History of a diabetes breakthrough

    Twenty years ago, U of A scientists transformed Edmonton into the world’s leading light in the quest to cure Type 1 diabetes. Now they’re at it again.

    By Ross Neitz on May 27, 2020

    In the summer of 2000, a global spotlight shone on Edmonton. A small team of University of Alberta researchers had done what until then had been impossible, helping patients with Type 1 diabetes become insulin-independent at an unprecedented success rate of 100 per cent. Termed the “Edmonton Protocol,” the procedure became a ray of hope for those suffering from diabetes worldwide.
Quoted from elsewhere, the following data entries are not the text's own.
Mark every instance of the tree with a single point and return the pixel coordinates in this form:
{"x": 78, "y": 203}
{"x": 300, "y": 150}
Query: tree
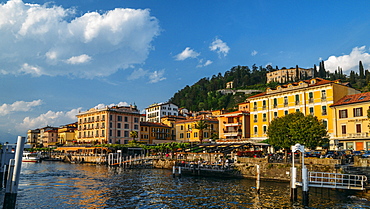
{"x": 200, "y": 125}
{"x": 295, "y": 128}
{"x": 134, "y": 135}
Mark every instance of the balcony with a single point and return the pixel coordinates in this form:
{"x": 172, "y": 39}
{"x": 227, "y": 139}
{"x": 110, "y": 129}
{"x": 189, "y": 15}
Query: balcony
{"x": 357, "y": 135}
{"x": 233, "y": 124}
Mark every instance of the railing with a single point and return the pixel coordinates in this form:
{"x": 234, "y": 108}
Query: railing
{"x": 337, "y": 180}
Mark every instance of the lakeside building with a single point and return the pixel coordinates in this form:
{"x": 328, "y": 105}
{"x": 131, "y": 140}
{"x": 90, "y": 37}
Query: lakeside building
{"x": 313, "y": 96}
{"x": 351, "y": 122}
{"x": 33, "y": 137}
{"x": 170, "y": 121}
{"x": 285, "y": 75}
{"x": 235, "y": 125}
{"x": 154, "y": 133}
{"x": 108, "y": 125}
{"x": 66, "y": 134}
{"x": 186, "y": 131}
{"x": 155, "y": 112}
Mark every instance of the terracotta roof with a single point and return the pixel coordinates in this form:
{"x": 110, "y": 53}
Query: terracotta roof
{"x": 151, "y": 124}
{"x": 354, "y": 98}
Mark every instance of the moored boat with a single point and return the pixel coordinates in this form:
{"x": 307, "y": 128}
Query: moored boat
{"x": 31, "y": 157}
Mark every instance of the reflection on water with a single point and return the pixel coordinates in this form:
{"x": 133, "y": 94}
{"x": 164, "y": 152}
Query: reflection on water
{"x": 62, "y": 185}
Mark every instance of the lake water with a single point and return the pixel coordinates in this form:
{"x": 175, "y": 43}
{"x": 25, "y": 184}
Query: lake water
{"x": 63, "y": 185}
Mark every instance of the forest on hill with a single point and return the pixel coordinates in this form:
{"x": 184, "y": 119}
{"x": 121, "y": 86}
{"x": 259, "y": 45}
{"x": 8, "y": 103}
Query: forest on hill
{"x": 203, "y": 95}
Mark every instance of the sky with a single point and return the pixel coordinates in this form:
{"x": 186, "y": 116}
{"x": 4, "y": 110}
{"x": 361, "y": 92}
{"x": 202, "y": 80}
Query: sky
{"x": 64, "y": 56}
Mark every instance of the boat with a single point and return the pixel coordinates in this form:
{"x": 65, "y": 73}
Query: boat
{"x": 31, "y": 157}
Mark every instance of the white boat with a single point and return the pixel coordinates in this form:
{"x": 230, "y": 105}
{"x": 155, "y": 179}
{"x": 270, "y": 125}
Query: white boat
{"x": 31, "y": 157}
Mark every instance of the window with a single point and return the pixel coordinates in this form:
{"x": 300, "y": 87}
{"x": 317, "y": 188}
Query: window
{"x": 323, "y": 110}
{"x": 358, "y": 128}
{"x": 285, "y": 101}
{"x": 311, "y": 110}
{"x": 275, "y": 102}
{"x": 343, "y": 114}
{"x": 310, "y": 97}
{"x": 323, "y": 95}
{"x": 344, "y": 129}
{"x": 357, "y": 112}
{"x": 205, "y": 134}
{"x": 297, "y": 99}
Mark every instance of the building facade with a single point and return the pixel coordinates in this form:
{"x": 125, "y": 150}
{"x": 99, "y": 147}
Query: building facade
{"x": 154, "y": 133}
{"x": 155, "y": 112}
{"x": 108, "y": 125}
{"x": 351, "y": 122}
{"x": 286, "y": 75}
{"x": 313, "y": 96}
{"x": 235, "y": 125}
{"x": 186, "y": 131}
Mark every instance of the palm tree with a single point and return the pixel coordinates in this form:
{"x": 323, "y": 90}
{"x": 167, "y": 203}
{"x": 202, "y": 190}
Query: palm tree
{"x": 134, "y": 135}
{"x": 201, "y": 125}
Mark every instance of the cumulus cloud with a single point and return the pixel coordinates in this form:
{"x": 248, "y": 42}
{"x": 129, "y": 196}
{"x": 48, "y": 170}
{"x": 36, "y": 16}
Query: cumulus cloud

    Few understood the setbacks that had been overcome to get to that point. Even fewer could have predicted the lows and highs yet to come. But Ray Rajotte, ’71 BSc, ’73 MSc, ’75 PhD, professor of surgery at the U of A and the founder of its Islet Transplant Group, experienced it all.

    Steering through rough waters to lay a course forward

    The foundations of the Edmonton Protocol were built through the pioneering work Rajotte began in 1972, 28 years before its breakthrough success. A U of A biomedical engineer back then, Rajotte attended a lecture by American researcher Paul Lacey, who had cured diabetic rats by transplanting the islet cells of healthy rats into them. In that moment, Rajotte saw a new path for his work in the isolation and cryopreservation of islet cells, with the hope it might one day have application in humans.

    Over the next several years, Rajotte spent his time in research labs scattered across the United States learning all he could about isolating islets. In 1979, he returned to the U of A to join the departments of surgery and medicine, and began working toward moving his efforts from animal to human islets. He also assembled the team that would make up the initial Islet Transplant Group alongside him: then graduate students and surgical fellows Garth Warnock and Norman Kneteman, and endocrinologist Eddie Ryan.

    Together, the team hypothesized that if donor islets could somehow be isolated, they could be injected into the liver. There, they would become revascularized and perform their duties as usual, away from the besieged pancreas, where a diabetic’s immune system inexplicably attacks healthy islets. With any luck, such a transplant—accompanied by a proper anti-rejection drug regimen—could allow a Type 1 diabetic to be free of insulin injections.

    History of a diabetes breakthrough

    Ray Rajotte is founder of the U of A's Islet Transplant Group.
    Photo: Laughing Dog Photography

    By the late 1980s, Rajotte’s team felt it was finally ready for the next step—a clinical trial of human islets. In 1989, the group carried out Canada’s first islet transplant.

    “The first patient we transplanted, his insulin requirement went down, but he didn’t quite get off insulin,” says Rajotte. “The same thing happened in a second patient.”

    For a third patient, the team adjusted their methods, doubling the number of islets being injected and using a mixture of fresh and cryopreserved islet cells. This time, the patient achieved insulin independence for two and a half years.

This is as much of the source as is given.